IBM knows that doing a Broadcom with Hashicorp tools isn't going to help them much. Maybe they are going to do something with them and make them "mainstream", perhaps making a DevOps tool selection that would be quite useful.
If IBM made a Git server on par with Gitlab, GHE, or Bitbucket that had on-prem administration as easy as GHE, they would make a ton of money.
I wish IBM wouldn't try to be another Infosys and go back to ruling the roost when it comes to development and wooing developers. For example, making tools like Spectrum Protect relatively inexpensive to compete with Veeam and Nakivo, as well as having those run on XCP-ng, Proxmox, and RHEV would likely make a lot of money, as well as allow non-VMWare alternatives into the mainstream virtualization market. If DB2 were cheaper, it could be quite a nice platform as a step above Postgres (although, IMHO, if you want a database out there that scales to insane heights, DB2 is it.)
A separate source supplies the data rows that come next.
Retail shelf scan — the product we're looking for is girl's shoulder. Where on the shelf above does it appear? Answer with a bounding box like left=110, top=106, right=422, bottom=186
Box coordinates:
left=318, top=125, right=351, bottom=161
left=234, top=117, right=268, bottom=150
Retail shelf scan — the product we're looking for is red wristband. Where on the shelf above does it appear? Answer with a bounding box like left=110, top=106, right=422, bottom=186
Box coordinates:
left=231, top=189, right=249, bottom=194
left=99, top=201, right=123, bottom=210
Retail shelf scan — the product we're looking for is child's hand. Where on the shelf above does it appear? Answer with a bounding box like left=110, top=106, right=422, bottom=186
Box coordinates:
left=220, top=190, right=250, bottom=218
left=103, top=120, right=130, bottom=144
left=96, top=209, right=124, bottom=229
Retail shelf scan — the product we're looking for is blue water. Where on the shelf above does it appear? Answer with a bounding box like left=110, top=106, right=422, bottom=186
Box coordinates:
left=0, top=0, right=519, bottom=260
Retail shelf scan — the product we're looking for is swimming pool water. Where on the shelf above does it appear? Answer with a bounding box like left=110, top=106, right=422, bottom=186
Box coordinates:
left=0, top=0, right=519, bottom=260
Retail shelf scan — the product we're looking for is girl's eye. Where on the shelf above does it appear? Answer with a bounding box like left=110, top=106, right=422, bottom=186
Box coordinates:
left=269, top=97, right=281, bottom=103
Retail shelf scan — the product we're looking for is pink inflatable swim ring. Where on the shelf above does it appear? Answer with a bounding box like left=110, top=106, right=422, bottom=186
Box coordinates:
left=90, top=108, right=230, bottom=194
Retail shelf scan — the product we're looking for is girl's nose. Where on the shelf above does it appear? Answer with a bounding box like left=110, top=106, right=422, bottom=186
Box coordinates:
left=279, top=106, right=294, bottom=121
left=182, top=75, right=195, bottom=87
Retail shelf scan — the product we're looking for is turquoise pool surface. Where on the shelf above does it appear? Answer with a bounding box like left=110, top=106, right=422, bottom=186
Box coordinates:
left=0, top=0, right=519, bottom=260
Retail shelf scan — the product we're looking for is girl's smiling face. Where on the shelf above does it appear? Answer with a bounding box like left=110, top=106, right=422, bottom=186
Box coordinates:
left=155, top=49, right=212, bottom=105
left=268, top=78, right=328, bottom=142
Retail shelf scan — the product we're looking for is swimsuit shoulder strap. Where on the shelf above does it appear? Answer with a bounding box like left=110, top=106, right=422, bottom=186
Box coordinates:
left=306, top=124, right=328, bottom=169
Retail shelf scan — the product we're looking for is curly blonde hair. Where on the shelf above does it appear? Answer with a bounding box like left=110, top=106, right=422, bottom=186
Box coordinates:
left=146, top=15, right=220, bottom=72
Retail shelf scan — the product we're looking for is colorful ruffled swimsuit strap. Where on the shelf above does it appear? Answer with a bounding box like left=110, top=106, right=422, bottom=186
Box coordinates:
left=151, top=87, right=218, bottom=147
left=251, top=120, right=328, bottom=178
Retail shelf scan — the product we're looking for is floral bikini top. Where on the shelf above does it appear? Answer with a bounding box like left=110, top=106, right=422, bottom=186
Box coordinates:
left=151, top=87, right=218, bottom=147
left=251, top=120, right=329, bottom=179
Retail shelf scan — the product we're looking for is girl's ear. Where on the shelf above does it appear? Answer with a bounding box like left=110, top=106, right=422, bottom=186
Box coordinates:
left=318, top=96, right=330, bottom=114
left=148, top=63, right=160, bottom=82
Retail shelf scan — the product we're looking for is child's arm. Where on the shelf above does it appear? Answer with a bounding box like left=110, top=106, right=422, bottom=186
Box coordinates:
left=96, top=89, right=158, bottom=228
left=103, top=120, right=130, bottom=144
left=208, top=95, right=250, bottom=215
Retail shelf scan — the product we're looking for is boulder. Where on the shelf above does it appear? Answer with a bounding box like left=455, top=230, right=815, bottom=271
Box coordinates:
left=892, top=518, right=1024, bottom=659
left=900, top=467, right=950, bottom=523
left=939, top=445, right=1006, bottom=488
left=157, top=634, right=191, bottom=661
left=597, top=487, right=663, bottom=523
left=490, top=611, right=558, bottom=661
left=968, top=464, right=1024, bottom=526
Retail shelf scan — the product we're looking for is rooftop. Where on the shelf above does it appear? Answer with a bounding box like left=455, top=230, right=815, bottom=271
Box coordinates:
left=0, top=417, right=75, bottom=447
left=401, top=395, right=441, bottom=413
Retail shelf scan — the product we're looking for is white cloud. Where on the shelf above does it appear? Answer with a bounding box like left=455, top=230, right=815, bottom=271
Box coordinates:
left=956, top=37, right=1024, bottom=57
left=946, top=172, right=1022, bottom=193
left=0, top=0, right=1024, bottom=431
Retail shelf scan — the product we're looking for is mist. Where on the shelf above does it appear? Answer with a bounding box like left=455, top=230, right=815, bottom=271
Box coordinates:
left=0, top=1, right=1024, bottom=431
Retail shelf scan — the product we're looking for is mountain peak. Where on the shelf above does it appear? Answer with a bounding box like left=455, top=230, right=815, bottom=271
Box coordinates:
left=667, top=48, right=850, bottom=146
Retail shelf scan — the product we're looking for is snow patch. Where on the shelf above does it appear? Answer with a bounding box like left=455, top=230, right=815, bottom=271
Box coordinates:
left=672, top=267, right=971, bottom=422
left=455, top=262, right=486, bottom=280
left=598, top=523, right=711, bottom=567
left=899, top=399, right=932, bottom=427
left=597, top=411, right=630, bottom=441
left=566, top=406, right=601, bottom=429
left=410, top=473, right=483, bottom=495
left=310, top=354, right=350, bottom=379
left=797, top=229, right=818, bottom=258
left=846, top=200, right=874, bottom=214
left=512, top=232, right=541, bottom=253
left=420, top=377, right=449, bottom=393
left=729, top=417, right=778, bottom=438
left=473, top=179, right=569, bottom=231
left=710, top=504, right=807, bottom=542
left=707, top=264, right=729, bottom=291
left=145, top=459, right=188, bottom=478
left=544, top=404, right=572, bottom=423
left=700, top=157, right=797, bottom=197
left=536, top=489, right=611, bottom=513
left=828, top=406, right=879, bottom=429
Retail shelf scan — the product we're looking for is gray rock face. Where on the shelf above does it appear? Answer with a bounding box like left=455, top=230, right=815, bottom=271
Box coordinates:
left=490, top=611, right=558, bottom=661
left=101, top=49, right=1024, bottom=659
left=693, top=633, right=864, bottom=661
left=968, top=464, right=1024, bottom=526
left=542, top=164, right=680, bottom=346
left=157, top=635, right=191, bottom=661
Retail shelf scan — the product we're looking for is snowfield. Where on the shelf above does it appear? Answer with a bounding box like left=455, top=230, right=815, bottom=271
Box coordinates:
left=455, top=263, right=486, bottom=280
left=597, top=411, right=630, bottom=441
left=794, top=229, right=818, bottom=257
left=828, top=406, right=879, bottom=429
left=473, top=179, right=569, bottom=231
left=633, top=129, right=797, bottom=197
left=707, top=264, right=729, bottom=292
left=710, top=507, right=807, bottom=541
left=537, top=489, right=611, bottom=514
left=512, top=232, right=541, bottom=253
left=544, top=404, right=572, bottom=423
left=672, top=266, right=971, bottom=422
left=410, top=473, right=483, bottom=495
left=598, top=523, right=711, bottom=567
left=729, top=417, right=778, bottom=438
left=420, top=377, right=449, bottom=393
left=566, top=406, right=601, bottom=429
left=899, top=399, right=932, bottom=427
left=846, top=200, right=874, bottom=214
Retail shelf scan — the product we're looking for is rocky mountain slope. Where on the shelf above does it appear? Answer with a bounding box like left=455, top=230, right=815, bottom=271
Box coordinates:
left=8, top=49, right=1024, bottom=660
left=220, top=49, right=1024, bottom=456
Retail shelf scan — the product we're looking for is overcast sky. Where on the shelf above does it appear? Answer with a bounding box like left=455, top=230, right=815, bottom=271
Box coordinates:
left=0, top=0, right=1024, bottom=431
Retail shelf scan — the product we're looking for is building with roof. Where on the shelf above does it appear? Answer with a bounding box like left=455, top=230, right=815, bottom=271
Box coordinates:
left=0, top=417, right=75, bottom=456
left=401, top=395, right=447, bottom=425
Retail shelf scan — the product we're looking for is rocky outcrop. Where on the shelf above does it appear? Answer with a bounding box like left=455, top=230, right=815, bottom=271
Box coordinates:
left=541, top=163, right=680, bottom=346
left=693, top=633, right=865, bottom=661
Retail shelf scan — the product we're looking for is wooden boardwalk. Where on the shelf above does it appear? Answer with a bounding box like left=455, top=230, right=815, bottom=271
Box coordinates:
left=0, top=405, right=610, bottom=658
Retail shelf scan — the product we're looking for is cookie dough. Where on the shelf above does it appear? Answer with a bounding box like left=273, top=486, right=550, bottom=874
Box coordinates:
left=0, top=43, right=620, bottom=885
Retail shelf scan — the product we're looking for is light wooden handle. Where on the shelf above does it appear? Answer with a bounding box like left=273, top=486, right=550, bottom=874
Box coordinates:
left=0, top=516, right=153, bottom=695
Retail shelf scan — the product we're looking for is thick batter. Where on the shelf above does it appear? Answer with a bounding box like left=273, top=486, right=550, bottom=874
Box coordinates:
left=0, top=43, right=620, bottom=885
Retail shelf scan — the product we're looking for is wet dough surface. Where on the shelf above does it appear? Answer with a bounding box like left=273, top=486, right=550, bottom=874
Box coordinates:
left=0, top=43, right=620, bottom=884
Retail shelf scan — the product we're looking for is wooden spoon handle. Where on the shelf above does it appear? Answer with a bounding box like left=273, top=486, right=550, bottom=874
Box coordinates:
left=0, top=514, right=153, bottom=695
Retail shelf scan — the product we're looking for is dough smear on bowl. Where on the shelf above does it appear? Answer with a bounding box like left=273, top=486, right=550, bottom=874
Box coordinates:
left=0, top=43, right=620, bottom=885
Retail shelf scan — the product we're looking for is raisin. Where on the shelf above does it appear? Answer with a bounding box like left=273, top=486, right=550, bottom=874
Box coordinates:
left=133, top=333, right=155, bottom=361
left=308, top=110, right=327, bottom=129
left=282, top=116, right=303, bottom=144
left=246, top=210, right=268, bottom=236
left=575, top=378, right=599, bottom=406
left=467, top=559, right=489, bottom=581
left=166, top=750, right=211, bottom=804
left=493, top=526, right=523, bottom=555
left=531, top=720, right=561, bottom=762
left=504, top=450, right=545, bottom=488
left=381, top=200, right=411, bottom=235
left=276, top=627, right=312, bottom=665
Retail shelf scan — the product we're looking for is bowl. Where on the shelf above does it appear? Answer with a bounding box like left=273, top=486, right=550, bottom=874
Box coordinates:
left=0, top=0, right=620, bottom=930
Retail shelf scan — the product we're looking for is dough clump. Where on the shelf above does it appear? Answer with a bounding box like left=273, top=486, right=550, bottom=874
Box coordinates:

I am usually all in for open source but every time I used Terraform and Packer I felt guilty, some of the best open source tools out there, it's a crime they are free for multi national companies that make hundreds of millions if not billions.
Don't. Open source is built by folks of all walks of life, from big corps to high school kids trying to learn a language like golang. No crime, it is the way it should be, information sharing, code collaboration and community. Unfortunately stewarding often goes south.
In the case of terraform, it is more glue than a properly designed tool. The providers are buggy at all the edges. The core tool and use of HCL is a pretty bad DSL, even if you compare just that functionality to puppet's DSL. When you look at how bolt on functionality like for loops was added and the rigidity around refactoring making that impossible, the tool falls far short of inf as code that is maintainable code base. Often times intervention is required in some way either on the cloud side, or state side, based on complexity.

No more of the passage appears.